>[Edit: There have been some… interesting comments about this post both here and other places, mostly arguing that this post is heavily biased. To that, I can only say – go read my article. It’s that link in the first sentence, and it has actual numbers. And if you still don’t believe me, go examine some of my sources yourself.]
Response to my article about sexism in game imagery continues to trickle in over on See Page XX. Some of it has been really great, like a response by Morgue – the guy whose original study of Dragon Magazine covers I based my methods on. There’s been a fair amount of backlash too – not as much as I expected, but certainly enough to prove a point. A fair amount of the backlash I’ve gotten has been along the lines of “but game art is sexist against men too!”
In fact, just yesterday I got a comment that managed to cram “I’m not a sexist gamer”, “sex sells, get used to it”, “gaming is sexist against men”, and “your numbers/methods are flawed” all into one comment:
If I were a male gamer (which I am) and I would pretend demonstrating my theory that the gaming imagery is sexist AGAINST men, I could have done it with exactly the same set of data you are using. The basic male depiction is a Gym instructor Alpha male with a bare chest.
Despite my policy of trying not to feed trolls, I couldn’t let that stand and started off my response with the following:
Clearly your knowledge of how statistics works is flawed if you think that these same numbers could be used to argue that gaming is sexist against men. Go back and read the section on how I engineered the criteria again. I engineered the criteria so that this study intentionally made it hard for women to qualify as suggestive and EASY for men to qualify as suggestive. I mean, come on. I counted a COW as suggestive, despite the fact that any sane person would not call a picture of a cow suggestive. And DESPITE ALL THAT, the numbers still clearly show that across all areas of gaming, suggestive figures are OVERWHELMINGLY women. So please explain to me in what universe this can be used to support your premise of “sexism against men”.

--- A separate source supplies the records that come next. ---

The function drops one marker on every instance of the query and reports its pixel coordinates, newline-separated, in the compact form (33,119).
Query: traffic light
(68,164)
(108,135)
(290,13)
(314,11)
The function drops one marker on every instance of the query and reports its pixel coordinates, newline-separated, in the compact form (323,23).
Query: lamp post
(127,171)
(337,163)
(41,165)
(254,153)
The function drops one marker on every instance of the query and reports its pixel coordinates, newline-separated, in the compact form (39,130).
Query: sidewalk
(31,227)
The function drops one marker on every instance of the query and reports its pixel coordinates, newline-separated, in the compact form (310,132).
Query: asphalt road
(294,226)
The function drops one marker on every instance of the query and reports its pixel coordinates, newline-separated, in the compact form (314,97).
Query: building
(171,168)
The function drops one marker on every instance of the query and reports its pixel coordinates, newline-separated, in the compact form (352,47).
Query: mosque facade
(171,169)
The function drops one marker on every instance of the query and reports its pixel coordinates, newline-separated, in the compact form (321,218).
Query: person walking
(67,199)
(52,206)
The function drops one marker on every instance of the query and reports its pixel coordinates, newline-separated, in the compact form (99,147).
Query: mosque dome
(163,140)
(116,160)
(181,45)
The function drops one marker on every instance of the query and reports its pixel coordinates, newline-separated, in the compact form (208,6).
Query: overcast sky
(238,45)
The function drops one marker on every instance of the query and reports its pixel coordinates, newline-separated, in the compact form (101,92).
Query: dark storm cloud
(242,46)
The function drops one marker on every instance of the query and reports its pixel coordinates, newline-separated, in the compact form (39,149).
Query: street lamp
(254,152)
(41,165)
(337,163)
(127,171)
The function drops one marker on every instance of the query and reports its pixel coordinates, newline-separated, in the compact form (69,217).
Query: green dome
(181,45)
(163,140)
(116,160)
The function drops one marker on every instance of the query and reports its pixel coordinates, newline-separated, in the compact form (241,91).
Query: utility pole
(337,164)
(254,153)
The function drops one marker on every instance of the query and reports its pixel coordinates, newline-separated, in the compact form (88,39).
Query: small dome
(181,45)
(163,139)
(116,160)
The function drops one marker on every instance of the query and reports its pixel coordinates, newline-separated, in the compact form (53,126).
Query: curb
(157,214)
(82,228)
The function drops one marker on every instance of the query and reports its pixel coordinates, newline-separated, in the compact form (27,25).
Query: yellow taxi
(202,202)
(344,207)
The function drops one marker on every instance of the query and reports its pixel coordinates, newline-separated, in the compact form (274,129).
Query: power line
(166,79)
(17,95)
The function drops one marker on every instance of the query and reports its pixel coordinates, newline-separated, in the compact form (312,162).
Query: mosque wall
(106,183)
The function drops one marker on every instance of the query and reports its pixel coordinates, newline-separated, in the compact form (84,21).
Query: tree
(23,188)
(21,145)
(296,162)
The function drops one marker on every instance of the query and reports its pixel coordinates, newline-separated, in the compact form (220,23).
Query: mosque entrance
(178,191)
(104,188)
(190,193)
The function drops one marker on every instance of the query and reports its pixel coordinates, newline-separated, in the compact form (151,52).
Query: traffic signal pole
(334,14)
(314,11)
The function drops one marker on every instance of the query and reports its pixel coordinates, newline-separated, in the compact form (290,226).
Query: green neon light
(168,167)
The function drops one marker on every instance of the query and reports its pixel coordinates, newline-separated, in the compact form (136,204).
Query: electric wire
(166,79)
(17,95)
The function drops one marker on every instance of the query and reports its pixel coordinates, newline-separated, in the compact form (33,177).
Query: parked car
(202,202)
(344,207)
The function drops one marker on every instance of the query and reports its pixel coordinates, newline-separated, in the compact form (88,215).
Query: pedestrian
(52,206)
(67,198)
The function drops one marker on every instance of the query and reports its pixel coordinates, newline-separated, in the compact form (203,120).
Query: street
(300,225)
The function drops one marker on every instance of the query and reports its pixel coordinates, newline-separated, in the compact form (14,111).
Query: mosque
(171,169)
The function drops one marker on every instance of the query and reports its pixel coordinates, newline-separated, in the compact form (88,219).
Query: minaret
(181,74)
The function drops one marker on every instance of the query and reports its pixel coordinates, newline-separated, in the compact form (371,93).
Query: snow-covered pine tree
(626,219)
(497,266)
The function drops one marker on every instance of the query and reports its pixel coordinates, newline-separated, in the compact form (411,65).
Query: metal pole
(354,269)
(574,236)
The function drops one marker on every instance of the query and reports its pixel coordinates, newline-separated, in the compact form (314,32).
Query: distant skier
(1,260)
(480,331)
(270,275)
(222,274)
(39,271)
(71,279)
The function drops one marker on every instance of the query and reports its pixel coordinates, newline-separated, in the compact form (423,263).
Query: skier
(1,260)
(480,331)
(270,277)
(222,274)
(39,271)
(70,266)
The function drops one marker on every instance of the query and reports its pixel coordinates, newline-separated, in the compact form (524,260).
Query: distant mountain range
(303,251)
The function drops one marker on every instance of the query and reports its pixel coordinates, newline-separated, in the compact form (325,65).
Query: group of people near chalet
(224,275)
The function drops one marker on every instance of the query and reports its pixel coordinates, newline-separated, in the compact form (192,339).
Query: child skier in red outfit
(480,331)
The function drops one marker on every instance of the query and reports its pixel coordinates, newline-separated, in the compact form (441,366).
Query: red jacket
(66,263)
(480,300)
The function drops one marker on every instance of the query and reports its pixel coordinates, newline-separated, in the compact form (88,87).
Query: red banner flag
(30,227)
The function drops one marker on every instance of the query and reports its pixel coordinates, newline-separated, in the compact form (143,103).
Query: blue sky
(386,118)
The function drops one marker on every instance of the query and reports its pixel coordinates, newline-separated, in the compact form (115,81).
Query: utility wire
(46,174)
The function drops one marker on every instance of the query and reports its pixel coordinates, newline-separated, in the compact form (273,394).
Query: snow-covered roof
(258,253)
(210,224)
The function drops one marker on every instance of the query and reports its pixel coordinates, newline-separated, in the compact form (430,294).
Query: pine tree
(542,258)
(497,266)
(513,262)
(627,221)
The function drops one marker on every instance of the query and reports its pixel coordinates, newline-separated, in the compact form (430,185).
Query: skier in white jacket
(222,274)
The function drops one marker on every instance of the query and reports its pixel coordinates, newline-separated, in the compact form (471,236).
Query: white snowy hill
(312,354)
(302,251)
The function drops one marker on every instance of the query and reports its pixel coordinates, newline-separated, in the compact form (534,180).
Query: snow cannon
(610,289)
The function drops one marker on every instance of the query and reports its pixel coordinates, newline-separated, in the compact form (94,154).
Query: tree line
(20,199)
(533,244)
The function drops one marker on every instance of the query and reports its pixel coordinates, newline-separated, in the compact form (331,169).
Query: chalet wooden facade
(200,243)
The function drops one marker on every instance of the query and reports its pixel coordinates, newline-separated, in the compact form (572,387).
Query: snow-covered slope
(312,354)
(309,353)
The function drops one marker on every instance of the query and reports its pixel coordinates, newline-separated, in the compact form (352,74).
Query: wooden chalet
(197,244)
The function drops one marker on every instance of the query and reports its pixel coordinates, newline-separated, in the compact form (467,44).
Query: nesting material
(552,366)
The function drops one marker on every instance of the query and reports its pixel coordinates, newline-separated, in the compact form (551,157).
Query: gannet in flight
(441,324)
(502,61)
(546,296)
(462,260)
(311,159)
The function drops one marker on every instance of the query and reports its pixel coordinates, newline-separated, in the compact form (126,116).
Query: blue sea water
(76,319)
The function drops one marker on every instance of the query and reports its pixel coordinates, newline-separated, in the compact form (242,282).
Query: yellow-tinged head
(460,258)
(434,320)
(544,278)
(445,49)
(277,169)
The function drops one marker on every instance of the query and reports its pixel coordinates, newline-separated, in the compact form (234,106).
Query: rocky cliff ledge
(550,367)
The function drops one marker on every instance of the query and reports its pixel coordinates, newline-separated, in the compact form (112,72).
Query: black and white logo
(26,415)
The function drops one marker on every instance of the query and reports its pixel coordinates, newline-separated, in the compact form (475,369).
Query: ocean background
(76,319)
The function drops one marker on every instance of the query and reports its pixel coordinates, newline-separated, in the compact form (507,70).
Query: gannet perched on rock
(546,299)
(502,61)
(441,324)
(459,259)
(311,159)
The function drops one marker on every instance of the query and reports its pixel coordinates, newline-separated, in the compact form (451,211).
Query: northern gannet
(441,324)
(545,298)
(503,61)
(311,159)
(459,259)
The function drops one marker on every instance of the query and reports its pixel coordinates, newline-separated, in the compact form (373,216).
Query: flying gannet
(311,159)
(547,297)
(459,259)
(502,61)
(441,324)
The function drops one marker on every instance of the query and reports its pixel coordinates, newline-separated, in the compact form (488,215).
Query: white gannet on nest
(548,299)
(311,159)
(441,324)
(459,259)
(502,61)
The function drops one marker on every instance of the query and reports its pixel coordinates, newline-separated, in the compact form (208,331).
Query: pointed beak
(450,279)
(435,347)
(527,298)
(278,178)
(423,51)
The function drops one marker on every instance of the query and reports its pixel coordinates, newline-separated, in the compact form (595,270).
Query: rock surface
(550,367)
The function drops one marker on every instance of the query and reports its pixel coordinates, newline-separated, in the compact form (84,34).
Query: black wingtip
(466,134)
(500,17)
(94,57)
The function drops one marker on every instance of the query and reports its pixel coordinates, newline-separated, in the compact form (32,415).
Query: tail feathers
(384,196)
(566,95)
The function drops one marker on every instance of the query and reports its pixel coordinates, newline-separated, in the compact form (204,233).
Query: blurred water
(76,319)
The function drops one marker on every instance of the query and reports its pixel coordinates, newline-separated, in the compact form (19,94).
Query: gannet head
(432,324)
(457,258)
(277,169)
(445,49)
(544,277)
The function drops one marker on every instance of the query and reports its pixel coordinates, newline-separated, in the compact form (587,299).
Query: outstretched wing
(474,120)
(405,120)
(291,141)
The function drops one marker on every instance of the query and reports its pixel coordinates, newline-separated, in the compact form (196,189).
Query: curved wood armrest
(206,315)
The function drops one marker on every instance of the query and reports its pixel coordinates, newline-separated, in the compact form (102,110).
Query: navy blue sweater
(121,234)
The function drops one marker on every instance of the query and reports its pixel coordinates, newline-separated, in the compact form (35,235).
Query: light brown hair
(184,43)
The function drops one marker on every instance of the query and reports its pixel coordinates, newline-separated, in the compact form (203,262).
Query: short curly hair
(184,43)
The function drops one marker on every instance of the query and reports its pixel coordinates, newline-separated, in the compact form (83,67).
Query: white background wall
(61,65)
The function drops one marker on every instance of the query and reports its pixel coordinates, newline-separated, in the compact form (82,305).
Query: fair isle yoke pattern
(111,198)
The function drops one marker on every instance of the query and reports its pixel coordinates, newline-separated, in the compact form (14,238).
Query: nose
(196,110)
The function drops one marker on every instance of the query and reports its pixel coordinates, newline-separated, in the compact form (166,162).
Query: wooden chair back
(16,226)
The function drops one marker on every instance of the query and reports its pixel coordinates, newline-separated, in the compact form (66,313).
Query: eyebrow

But after I posted, I really thought that this bullshit line of reasoning deserved a more in depth response. Because, really – there are two things going on here. First of all, the idealization of men is not, IS NOT, IS NOT AND NEVER WILL BE the same as the sexualization of women. There is absolutely nothing about the design of idealized male characters that says “fuckable” like the hordes of female characters designed for male viewers and players. So do not EVER try to tell me that men are treated with equal sexism as women in games.
(If you seriously believe this to be true, then you need to check your privilege and actually re-examine my sources if you don’t believe me. If you actually bother to keep count instead of ignoring all of the images that don’t support your bias, you’ll find that I’m right.)
Secondly, as to “all men in games are idealized”, I call bullshit on that too. The diversity of depictions of men in gaming is staggering. You can find male characters of all body types and ages in video games. Sure there’s a fair number of muscled meat-heads:
There’s a fair amount of differences just between Hope and Sora even. Hope is a more passive, less fighty type of character while Sora is more aggressive and hits things with large keys a lot – even if both of them do fit certain JRPG design tropes.
You’ve also got older characters:
Sure, Ansem looks pretty good for an old guy. But Snake looks pretty haggard here, and Larry is pretty tubby as well as balding. And again, you have a diversity of character concepts as well – from scientist to aging playboy to grizzled veteran, each of these characters is unique.
Most characters, of course, fall somewhere in between these two extremes in terms of age. You can find male characters in this set that represent every body type imagineable.You’ve got your super-skinny/gangly characters:
LEFT TO RIGHT: Guybrush Threepwood from the Monkey Island series, Luigi from many Super Mario games, Kiros from FFVIII, and Zidane from FFIX.
Say what you want about Link being sort of androgynous, but dude is definitely not a body builder. He looks like a pretty average guy who just happens to bash people with swords. Same goes for Gordon Freeman.
But really, I think the real nail in the coffin is the mind-boggling number of fat male characters out there:
TOP, LEFT TO RIGHT: King Hippo from Punch Out, Ward from FFVIII, Rufus from Street Fighter, Bowser from Super Mario games
BOTTOM, LEFT TO RIGHT: E. Honda from Street Fighter, Steiner from FFIX, Karnov from Karnov’s Revenge, Mario, and Rodrigo Borgia from Assassin’s Creed 2
Look at Faith from Mirror’s Edge – the fact that a slim, flat-chested woman was the lead in her own game is a matter of controversy! And check out the response so far to the new design of Lara Croft that isn’t ridiculously sexualized. The fact that these are both controversial says a lot about how women are depicted in video games. As for overweight women, the only characters I can think of off the top of my head are Queen Brahne from FFIX – not counting those awful princesses in Fat Princess.
Now, I will at the end, here, say that – yes. Male characters are disproportionately idealized. Is it ridiculous that Ryu’s arms are as big as his thighs? Yes. Are the Gears of War men ridiculous? Yes. But let me tell you, having to look at enlarged biceps just won’t ever compare with what women face when looking at ridiculous video game women like Taki.